On offense, the Ducks' offensive line will be among the nation’s best and will allow new stars to establish themselves at wide receiver and quarterback.
The schedule is ugly, and depth is a concern almost everywhere. Oregon will need to stay healthy—especially at quarterback, linebacker, and defensive tackle—if they plan to contend for the Pac-10 crown.
Dennis Erickson made a great first impression and did so with only decent talent. The schedule is a lot less favorable this year, and much of the talent that was there last year has left for the NFL.
Rudy Carpenter is a good but not great quarterback, and the offensive line only looks good when compared to UCLA’s. If the offensive line can find itself, there is talent at WR and RB.

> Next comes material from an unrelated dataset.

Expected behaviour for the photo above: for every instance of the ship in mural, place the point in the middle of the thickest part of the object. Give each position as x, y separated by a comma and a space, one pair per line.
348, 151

The defense came alive under Erickson and should again be solid if unspectacular. Omar Bolden and Troy Nolan are both studs in the secondary. ASU has three very good defensive linemen but little depth.
Expect ASU to come back to earth as Erickson works to stockpile AAA talent.
It couldn’t happen to a less likable guy, but Mike Stoops will finally get over the hump this year. The offense will be solid with Nic Grigsby as a run threat and Willie Tuitama and a very strong WR corps mastering the spread offense. If they can stay healthy, the offensive line looks like the best crew Stoops has had.
Last year’s defense disappointed, but they should bounce back to the hard-hitting bunch Stoops is known to develop.
Depth is a concern almost everywhere, but receiver and special teams play could be a nightmare.
Mike Riley is a superb coach, and despite having to rebuild his defense, this team will be competitive. Lyle Moevao will establish himself as a reliable Pac-10 QB with a solid group of wide receivers, led by Sammie Stroughter, who could be the conference’s best wideout.
The defense must replace nine starters but has some talent coming in to mitigate the losses.
On both sides of the ball, the Beavers' ability to create a run game and stop the opponent's run will be the keys to the season.
A staunch defense and a further injection of Jim Harbaugh’s raw optimism will result in one more win than last season. Stanford has a very strong front seven on defense, and they finally have a decent offensive line to help their offense. The Cardinal lacks any offensive playmakers, including at quarterback, and the secondary will be spotty.
While it’s highly unlikely they will surprise USC or Cal again, this Stanford team will be more competitive and take another step forward in the Harbaugh rebuilding process.
Rick Neuheisel is just going to have to grin and bear it. Despite a stout defense, UCLA does not have enough to overcome the conference’s most anemic offense.
The Bruins' offensive line will be reminiscent of the groups Stanford put out under Buddy Teevens and Walt Harris. Look for sacks galore and a nonexistent running game. The talent and depth at QB is only marginally better, which will waste a strong corps of running backs and wide receivers.
The defense should keep games close, but that won’t be enough to keep UCLA solidly out of the bottom half in the conference.
A brutal schedule will eviscerate any hope Ty Willingham had of keeping his job. His Dawgs will play hard and smart, but that won’t be enough to overcome a lack of talent. Jake Locker is an absolute stud at QB, but injuries and a lack of playmakers around him will dull his impact.
The defense is more talented than last year's group but is very young.
Given UW’s recruiting momentum, Willingham would turn this around in another year, but the UW faithful don’t have the patience.
Look for a better than expected offensive performance and an every bit as bad as advertised defense from the Cougars. They will upset a couple of folks at home but will endure some bad beatings on the road.
New coach Paul Wullf will improve this team's discipline and consistency, but unless he can recruit, he may have a short stay in Pullman.